The latest state of the blockchain ecosystem is dire as hackers siphon from exchanges, ICOs are hacked and shut down, so-called “presales” push investors to break their budgets. Even before this current climate, experts were warning about a potentially disastrous future for crypto assets if action wasn’t taken soon. With that in mind, Terraform Labs has released an emergency plan designed to prevent such a collapse.
On Thursday, the crypto market is deteriorating, with numerous assets in freefall. The bulk of cryptocurrencies have suffered significant losses as a result of a protracted bearish wave. Bitcoin holders have seen the coin’s price drop from about $38,000 at the beginning of the month to $27,950 at the time of writing.
Ether, which fell below $2,000 today, has lost about $1,000 in this time and is now trying to stay above $1,900 as the sell-off continues. Terra’s crypto assets, notably its native coin LUNA, are in terrible shape.
In the previous 48 hours, LUNA has lost up to 99 percent of its value and is currently worth less than two cents. According to Coinglass statistics, almost 290,000 traders’ holdings have been wiped out in the previous 24 hours. LUNA contributed $39.50 million to the total liquidation volume of over $900 million over this time period.
Terraforms Labs’ remedial measures to rescue the token have so far failed to even delay the loss of value.
A new strategy has been implemented.
The startup behind Terra has announced a number of efforts to keep the crippled cryptocurrency and its companion algorithmic stable coin TerraUSD afloat in the latest attempt to salvage the ecosystem.
“The present peg pressure on $UST due to its current supply overhang is causing significant dilution of $LUNA. “The main challenge is removing bad debt from UST circulation at a fast enough rate for the system to restore the health of on-chain spreads,” Terraform Labs remarked on Twitter.
The first two projects aim to deplete the quantity of UST on Ethereum and in the community pool.

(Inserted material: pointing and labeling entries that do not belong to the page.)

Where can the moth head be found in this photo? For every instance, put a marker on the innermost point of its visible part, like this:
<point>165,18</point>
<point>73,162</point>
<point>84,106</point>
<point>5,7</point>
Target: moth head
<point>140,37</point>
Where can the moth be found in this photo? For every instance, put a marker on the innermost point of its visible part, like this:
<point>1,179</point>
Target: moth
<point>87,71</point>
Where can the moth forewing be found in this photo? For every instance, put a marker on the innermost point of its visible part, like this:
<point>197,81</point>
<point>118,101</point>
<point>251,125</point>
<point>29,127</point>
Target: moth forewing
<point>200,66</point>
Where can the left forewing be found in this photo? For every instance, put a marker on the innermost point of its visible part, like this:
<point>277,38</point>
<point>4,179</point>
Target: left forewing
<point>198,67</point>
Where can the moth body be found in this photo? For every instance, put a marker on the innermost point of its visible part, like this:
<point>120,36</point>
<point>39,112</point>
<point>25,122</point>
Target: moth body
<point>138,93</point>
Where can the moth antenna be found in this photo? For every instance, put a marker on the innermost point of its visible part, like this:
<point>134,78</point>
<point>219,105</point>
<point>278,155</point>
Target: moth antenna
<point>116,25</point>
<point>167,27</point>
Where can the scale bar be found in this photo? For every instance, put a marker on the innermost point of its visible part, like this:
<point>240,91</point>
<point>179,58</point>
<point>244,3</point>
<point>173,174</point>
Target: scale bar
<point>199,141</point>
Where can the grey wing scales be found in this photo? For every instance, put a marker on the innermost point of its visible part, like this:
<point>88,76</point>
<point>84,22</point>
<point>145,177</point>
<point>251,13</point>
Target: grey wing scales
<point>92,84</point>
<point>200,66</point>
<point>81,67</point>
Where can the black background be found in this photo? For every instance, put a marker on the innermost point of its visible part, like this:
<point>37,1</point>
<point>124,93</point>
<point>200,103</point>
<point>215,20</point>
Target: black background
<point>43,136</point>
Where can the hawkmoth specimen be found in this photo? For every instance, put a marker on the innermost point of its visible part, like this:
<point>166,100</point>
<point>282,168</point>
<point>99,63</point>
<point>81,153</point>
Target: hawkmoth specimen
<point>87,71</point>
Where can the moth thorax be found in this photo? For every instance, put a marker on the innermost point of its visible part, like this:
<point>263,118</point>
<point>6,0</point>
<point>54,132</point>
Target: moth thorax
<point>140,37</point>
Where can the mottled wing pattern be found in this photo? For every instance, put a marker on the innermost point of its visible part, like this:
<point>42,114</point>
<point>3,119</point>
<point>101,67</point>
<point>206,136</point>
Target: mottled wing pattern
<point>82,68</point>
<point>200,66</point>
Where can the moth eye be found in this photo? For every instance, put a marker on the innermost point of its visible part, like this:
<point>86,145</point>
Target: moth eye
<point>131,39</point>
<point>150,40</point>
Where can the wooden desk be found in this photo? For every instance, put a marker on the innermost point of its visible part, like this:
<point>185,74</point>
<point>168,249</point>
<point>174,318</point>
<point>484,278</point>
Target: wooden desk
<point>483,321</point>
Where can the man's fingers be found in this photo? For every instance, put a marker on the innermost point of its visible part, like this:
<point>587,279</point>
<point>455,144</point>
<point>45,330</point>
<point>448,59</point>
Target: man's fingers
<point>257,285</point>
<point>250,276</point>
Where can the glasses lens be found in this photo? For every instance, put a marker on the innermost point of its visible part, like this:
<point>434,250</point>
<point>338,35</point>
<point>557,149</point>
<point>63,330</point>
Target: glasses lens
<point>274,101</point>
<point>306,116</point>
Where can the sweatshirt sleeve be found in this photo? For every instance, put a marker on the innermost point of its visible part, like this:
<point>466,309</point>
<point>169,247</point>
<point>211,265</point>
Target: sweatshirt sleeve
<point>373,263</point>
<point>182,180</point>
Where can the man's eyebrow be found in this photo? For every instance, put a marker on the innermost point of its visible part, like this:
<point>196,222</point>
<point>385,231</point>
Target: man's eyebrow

The last one advises investing 240 million in LUNA in order to prevent a governance assault. Terra can no longer support the mint-and-burn pegging mechanism for TerraUSD since LUNA’s market capital has dwindled to $60 million at the time of writing.
As a result, Terraform Labs intends to burn UST, which has a market capitalization of $7.3 billion, without exchanging it for LUNA. The Terraform team suggests eliminating 1 billion UST from the community pool that finances Terra initiatives. The team also advises eliminating the 371 million UST that are functioning as liquidity incentives on Ethereum to further limit the UST supply.
Defending against assaults on governance
While the first two ideas deal with the current market scenario, the third is more of a preventive measure. There are fears that with so much LUNA floating around, holders may use it to approve proposals that are harmful to the ecology. Terraform put up 240 million LUNA to prevent this from happening.
These actions will remove around 1.388 billion UST from the supply, easing the market’s condition.
“Restoring the on-chain swap spreads to a meaningful level where the peg pressure on UST is greatly relieved could help repair the system’s bad debt with the following things.” This will also speed up the process if the new base pool proposal succeeds.”
The vulnerability of crypto companies to Terra assets is clarified.
The recent quick drop in the value of LUNA and UST assets has sparked a lot of discussion on social media. In the past several hours, a number of crypto institutions, including venture capital companies and DAOs, have stepped out to announce their lack of exposure to the impacted assets. OnJuno, DragonFly, Multicoin Capital, Framework, and 6th Man Ventures are among those who have said that they have no exposure to LUNA.